By Chino S. Leyco
The Department of Finance (DOF) has underscored the need for member-states of the Association of Southeast Asian Nations (ASEAN) to share their efforts and initiatives in deterring money laundering schemes that have been proven to be among the primary tools being used to fund international terrorist activities.
In a statement, Finance Secretary Carlos G. Dominguez III said that on the part of the Philippines, its enactment of Republic Act (RA) No. 10168 or the Terrorism Financing Prevention and Suppression Act of 2012, represented the country’s firm commitment to fight global terrorism and its financing.
Dominguez said criminalizing terrorism financing under RA 10168, has strengthened the Philippines’ efforts to trace and freeze funds used or being planned to be used to carry out terrorist attacks.
“The Philippines is currently extending efforts to stifle the occurrence of illicit trade activity. Regardless, illicit trade activity continues to pose a high risk to the country. Moreover, money laundering contributes to terrorism financing, the threat of which has been categorized as high risk.

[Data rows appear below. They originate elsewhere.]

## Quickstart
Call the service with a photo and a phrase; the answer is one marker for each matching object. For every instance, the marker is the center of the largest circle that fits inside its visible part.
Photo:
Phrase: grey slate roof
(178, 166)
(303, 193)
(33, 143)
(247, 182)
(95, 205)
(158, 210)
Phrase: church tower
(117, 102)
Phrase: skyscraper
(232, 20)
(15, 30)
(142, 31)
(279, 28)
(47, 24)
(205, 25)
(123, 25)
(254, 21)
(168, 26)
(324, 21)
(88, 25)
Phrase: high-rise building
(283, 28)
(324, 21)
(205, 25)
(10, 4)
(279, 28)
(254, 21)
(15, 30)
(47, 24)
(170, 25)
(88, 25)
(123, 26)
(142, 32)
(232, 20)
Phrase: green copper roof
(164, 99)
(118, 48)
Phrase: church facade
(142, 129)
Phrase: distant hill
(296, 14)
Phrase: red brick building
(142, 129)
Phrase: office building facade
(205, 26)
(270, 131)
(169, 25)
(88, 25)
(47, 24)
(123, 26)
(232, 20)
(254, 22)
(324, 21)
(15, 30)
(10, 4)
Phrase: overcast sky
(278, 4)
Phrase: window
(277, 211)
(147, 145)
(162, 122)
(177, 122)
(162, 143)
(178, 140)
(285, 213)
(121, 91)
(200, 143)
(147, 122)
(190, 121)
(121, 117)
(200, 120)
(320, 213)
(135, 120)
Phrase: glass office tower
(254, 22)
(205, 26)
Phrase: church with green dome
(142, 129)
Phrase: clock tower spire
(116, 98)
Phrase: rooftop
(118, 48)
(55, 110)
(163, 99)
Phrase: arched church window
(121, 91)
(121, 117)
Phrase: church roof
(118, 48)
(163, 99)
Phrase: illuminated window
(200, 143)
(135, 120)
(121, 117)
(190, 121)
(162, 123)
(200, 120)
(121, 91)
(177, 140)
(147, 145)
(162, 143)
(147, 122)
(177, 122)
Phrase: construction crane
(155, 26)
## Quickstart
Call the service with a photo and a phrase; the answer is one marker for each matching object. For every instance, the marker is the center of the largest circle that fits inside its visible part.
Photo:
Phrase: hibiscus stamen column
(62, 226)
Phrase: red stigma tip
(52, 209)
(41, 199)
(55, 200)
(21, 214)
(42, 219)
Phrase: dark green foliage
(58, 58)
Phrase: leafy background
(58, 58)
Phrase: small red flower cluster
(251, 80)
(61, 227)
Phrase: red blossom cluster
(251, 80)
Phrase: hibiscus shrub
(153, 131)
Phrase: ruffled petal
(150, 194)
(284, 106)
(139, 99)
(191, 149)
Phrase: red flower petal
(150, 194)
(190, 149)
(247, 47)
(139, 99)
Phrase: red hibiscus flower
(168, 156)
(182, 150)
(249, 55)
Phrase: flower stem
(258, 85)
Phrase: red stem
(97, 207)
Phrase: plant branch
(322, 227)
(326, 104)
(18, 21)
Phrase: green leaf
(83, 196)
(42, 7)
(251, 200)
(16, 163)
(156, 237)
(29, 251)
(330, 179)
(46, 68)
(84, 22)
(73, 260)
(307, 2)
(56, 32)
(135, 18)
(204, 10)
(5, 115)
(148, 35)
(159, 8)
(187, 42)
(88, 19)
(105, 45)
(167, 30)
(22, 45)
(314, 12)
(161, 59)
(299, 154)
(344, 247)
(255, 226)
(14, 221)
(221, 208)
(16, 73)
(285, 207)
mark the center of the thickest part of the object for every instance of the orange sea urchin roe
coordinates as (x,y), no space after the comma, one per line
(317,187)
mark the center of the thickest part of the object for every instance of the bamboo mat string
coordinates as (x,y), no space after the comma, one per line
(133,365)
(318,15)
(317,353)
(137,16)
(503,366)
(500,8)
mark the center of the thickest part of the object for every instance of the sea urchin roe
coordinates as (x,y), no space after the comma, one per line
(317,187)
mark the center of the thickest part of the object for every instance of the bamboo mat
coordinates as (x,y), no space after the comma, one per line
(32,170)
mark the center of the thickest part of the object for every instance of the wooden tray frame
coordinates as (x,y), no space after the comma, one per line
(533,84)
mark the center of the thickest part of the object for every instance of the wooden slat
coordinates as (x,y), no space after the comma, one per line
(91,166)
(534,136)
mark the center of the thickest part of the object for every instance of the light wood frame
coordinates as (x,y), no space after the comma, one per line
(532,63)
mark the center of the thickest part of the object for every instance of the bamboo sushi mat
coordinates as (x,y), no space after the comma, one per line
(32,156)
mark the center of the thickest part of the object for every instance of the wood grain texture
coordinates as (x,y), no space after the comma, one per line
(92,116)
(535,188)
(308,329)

The ASEAN Member-States can thus share their efforts and initiatives in deterring this problem,” Dominguez said.
Among the ASEAN members, the Philippines is considered one of the countries with the lowest money laundering risk although illicit revenue flows remain a problem.
In the Philippines, Dominguez said “close cooperation with relevant intelligence and law enforcement agencies is essential in order to trace, seize and forfeit funds used or about to be used for terrorism financing, and hurdle impediments, such as bank secrecy laws, to ensure the successful prosecution” of this crime.
He said legislative amendments to support the legal and administrative framework for the automatic exchange of information with other foreign tax authorities is currently pending in the Philippine Congress.